I am also 23, never had a relationship or even a date, and find it very difficult to have feelings for anyone, and I have low self esteem, and I don't expect anyone to care for or about me, and I find the thought of me being in a relationship or having feelings for someone repulsive. Even thinking of the most repulsive person I know being in a relationship doesn't make my skin crawl as much as thinking of myself doing those things.
Unlike you though deep down inside I do secretly wish I could be with someone, but I have accepted that I won't be.
I know some of the reasons I feel the way I do though, perhaps they might be similar. I grew up in a family of abusive relationships, all I've seen is the negative, because it's been programmed so much into my head that I really pick up on the flaws of relationships.
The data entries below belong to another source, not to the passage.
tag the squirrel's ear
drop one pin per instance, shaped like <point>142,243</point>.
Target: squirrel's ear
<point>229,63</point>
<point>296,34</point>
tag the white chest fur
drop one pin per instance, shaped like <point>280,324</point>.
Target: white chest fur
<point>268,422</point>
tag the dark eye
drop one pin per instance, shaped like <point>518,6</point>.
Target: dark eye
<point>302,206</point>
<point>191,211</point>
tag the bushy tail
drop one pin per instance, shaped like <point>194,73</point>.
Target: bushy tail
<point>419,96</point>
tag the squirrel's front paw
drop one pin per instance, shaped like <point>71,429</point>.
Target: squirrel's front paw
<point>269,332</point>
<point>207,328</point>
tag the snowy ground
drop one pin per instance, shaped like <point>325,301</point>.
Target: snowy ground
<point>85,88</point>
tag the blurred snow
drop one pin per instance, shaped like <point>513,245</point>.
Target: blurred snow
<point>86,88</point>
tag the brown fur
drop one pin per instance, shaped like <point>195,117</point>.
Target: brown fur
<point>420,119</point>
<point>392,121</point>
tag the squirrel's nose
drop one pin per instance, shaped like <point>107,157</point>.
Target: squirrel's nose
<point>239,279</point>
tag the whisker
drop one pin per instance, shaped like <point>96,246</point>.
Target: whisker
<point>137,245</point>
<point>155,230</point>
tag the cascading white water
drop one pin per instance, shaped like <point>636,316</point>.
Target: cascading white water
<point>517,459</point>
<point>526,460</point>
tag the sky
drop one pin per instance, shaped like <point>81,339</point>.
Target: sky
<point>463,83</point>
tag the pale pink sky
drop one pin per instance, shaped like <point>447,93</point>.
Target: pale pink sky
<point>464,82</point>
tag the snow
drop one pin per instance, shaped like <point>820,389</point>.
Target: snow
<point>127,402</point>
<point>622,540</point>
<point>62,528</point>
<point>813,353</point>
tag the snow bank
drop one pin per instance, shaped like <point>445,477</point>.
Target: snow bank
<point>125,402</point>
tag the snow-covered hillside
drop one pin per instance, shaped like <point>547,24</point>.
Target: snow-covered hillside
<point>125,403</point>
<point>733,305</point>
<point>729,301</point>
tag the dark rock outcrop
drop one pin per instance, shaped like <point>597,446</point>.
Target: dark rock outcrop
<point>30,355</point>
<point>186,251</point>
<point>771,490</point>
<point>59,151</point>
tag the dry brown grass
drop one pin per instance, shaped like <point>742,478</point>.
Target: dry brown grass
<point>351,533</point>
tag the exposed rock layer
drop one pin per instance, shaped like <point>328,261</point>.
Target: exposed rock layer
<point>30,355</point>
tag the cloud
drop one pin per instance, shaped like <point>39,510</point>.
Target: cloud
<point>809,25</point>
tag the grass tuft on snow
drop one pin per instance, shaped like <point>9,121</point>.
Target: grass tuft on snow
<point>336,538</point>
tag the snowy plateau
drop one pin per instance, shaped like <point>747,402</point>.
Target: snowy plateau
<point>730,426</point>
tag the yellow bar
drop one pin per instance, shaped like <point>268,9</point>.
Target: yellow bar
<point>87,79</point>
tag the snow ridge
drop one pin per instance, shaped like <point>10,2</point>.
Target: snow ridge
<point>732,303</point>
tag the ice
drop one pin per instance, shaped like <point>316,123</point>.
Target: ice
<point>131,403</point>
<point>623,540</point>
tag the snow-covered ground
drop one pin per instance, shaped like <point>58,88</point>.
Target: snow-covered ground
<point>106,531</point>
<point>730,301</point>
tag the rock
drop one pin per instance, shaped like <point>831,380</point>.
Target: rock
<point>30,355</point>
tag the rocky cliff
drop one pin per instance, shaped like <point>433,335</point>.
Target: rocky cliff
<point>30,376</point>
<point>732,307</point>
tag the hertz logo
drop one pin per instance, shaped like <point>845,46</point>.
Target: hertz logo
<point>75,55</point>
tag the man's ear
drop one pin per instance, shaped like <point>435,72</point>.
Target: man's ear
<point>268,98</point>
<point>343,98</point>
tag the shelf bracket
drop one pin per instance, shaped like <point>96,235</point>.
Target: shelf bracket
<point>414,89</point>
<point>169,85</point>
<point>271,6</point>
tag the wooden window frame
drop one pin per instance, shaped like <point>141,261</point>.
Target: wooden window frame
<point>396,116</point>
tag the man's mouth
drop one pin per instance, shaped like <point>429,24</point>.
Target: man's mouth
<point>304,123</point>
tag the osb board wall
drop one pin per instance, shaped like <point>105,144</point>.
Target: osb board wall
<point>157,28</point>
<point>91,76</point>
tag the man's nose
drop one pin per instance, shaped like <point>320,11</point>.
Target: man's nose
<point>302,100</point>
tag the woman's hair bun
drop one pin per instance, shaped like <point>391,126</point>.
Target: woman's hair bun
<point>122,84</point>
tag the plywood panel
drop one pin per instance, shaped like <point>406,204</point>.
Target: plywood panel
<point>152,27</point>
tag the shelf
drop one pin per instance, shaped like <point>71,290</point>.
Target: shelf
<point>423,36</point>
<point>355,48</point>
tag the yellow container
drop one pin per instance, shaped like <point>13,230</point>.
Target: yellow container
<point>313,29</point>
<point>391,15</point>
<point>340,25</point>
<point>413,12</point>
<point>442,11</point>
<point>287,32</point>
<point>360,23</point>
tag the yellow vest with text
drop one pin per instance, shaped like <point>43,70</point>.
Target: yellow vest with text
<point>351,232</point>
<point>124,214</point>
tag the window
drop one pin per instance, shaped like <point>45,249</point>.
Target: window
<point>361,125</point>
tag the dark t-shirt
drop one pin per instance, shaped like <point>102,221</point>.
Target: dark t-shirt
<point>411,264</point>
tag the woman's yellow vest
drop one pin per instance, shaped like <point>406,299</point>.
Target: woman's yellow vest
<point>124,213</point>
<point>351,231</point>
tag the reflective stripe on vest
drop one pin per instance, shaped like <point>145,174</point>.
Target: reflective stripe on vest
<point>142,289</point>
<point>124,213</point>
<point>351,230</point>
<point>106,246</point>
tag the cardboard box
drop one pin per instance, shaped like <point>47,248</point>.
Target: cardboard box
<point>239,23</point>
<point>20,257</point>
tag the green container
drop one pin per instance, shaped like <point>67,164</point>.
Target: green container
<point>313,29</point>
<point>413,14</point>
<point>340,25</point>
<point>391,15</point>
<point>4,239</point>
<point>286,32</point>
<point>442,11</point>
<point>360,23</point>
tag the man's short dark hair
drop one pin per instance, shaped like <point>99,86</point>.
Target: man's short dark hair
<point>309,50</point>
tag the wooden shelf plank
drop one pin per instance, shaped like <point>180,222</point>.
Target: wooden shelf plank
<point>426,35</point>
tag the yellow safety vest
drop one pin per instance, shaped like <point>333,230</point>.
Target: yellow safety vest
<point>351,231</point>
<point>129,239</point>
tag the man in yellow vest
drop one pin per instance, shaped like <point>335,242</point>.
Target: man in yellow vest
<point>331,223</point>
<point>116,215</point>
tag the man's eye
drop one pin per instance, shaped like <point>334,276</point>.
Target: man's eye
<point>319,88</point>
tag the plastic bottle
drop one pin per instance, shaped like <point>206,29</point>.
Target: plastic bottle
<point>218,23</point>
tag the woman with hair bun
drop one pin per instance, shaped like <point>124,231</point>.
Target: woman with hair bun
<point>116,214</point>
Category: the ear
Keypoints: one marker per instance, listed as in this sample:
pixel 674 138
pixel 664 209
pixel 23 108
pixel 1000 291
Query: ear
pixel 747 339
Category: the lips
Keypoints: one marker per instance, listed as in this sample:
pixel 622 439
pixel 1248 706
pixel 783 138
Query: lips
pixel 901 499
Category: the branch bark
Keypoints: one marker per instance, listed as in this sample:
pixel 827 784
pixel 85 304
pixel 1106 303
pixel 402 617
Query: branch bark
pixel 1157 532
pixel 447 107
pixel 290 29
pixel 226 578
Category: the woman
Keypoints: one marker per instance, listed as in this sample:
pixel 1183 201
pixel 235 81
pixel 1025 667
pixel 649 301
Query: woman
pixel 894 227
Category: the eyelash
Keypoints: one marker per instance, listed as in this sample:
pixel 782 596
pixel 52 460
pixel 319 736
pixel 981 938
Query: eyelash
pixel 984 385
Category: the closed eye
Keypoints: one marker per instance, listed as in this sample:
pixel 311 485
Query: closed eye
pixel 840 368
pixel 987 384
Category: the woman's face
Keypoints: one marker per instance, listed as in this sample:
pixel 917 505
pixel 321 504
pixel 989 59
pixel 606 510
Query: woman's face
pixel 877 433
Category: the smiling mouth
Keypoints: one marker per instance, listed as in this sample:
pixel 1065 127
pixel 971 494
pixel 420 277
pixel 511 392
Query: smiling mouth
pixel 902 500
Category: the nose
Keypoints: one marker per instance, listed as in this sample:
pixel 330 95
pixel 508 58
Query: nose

Then there is the fact my mother was VERY open about sex, talking about it in detail, watching sex shows on TV (real sex not simulated), leaving the door open when she had sex, talking about the people she had or wanted to sleep with. So now sex revolts me because I just think about her all the time when I think of sex.
So I grew up with a fear of intimacy and sex. Now, I'm so used to feeling that way, and I've so many times avoided having feelings for someone, talking myself out of anything I may have felt for anyone, being defensive and protective of myself, that it has really altered my thought process. I don't even know which feelings are FEELINGS, or envy.
Have you over the years done the same thing? Talked yourself out of any feelings, or convinced yourself nobody likes you, or have you experienced any negative relationships that have affected your view on relationships?